Unsplittable Transshipments
Srinwanti Debgupta, Sarah Morell, Martin Skutella
TL;DR
We address unsplittable transshipments, a multi-source, multi-sink generalization of SSUF, and show how to efficiently transform any feasible fractional transshipment into an unsplittable one with per-arc increase bounded by the maximum sink/source demand $d_{\max}$. Building on the DGG framework, we develop a Modified DGG algorithm that preserves source supplies by using a super-source and by splitting sinks within singular digraphs, ensuring confluence and a tree-like source–sink bipartite structure.
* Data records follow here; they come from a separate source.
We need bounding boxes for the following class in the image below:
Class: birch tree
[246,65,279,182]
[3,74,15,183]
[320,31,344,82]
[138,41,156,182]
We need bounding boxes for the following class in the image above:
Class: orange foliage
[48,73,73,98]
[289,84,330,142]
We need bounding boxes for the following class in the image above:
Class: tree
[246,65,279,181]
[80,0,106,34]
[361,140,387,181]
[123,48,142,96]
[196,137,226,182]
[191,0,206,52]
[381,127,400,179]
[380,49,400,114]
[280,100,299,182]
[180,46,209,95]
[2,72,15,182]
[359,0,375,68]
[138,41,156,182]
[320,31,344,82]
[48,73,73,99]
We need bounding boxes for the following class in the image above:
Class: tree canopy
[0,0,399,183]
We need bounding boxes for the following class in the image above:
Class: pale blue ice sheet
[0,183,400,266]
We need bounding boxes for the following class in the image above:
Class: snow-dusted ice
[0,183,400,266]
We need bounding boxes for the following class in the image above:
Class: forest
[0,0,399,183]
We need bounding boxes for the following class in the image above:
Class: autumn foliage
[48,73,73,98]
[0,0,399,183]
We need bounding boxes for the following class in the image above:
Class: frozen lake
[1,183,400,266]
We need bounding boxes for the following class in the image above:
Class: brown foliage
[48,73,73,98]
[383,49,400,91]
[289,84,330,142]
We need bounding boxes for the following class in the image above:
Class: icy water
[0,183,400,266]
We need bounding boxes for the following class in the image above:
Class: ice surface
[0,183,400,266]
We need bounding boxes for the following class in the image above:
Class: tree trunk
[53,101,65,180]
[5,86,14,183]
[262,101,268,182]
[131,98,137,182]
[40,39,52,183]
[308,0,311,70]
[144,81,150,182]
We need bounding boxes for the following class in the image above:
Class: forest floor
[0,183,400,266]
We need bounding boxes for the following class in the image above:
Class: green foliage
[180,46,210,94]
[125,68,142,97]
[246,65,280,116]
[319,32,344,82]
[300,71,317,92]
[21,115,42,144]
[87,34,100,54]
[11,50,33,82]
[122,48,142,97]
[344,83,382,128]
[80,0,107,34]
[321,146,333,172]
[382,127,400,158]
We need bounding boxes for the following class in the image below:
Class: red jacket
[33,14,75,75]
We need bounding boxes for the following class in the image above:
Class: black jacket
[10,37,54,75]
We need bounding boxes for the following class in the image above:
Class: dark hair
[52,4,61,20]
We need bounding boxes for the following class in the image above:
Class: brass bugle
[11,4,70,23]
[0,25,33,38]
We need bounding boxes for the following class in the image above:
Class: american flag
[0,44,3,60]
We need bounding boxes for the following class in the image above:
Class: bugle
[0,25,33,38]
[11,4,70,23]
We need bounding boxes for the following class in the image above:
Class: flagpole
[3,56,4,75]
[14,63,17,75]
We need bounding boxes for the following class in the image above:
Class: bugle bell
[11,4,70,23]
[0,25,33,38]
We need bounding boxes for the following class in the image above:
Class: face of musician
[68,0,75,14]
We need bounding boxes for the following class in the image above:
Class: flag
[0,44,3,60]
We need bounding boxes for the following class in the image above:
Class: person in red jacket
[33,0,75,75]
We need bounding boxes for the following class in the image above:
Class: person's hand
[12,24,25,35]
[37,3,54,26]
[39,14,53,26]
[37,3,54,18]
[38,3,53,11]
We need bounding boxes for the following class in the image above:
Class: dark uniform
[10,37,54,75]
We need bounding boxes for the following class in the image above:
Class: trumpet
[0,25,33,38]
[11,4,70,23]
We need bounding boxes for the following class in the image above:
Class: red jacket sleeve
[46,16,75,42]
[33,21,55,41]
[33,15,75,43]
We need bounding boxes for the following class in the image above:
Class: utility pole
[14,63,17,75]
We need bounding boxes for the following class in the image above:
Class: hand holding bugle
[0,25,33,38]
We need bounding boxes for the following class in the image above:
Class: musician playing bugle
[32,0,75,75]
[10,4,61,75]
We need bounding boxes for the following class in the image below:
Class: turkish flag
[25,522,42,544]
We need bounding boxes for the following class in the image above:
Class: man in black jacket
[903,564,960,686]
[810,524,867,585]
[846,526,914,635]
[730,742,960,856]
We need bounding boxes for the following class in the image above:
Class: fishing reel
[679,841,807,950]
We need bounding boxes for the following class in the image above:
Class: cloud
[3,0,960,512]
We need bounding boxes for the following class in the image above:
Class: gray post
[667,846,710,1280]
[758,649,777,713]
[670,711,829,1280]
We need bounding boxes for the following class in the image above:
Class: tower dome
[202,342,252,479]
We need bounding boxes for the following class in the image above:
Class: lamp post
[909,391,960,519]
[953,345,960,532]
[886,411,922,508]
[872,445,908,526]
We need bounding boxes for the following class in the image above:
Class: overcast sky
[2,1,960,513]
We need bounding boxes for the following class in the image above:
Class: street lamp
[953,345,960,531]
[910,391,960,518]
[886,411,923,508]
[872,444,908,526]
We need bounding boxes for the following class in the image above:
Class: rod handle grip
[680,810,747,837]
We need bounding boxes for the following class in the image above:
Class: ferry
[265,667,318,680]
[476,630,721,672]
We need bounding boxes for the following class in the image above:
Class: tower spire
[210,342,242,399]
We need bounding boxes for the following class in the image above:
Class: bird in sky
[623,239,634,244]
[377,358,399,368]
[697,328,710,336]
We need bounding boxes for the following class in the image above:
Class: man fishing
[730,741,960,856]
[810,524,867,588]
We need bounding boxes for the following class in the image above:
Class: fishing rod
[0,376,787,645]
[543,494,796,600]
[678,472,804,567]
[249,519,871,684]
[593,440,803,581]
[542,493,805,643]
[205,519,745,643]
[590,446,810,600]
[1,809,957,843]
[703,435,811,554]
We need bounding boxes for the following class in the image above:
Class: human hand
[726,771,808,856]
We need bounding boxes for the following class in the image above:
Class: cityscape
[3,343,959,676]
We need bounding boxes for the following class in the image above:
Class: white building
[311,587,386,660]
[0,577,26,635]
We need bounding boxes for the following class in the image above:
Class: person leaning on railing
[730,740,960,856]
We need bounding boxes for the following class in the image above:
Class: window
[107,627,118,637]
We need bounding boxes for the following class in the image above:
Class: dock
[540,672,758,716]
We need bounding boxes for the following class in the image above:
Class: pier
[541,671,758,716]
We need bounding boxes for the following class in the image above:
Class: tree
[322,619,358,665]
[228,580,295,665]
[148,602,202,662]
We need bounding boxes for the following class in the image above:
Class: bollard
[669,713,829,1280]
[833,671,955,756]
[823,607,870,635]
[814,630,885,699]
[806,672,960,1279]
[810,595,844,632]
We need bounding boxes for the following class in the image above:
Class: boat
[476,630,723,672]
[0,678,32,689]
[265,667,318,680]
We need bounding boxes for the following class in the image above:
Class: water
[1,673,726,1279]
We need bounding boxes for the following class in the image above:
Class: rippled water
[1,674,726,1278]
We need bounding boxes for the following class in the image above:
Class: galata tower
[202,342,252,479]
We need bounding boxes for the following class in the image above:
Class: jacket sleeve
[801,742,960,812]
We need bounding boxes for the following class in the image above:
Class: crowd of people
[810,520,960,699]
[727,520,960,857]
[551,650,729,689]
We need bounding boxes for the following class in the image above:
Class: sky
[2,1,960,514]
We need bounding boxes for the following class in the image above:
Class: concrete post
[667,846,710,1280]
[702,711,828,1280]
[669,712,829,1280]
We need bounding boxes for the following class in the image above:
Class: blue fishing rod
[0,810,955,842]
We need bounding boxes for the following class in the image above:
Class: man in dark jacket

The analysis proves structural invariants, confluence of routing, and a bound $y_a < x_a + d_{\max}$; it also derives bounds on the number of paths and identifies the cost of enforcing confluence, plus results on routing in rounds and maximum routable demand under additional assumptions. These results extend the reach of unsplittable flow techniques to more realistic, multi-source networks, with implications for logistics and transport where splitting a commodity is impractical, and establish a foundation for further exploration of bounds, hardness, and k-splittable variants.
Abstract
We introduce the Unsplittable Transshipment Problem in directed graphs with multiple sources and sinks. An unsplittable transshipment routes given supplies and demands using at most one path for each source-sink pair. Although they are a natural generalization of single source unsplittable flows, unsplittable transshipments raise interesting new challenges and require novel algorithmic techniques. As our main contribution, we give a nontrivial generalization of a seminal result of Dinitz, Garg, and Goemans (1999) by showing how to efficiently turn a given transshipment $x$ into an unsplittable transshipment $y$ with $y_a<x_a+d_{\max}$ for all arcs $a$, where $d_{\max}$ is the maximum demand (or supply) value. Further results include bounds on the number of rounds required to satisfy all demands, where each round consists of an unsplittable transshipment that routes a subset of the demands while respecting arc capacity constraints.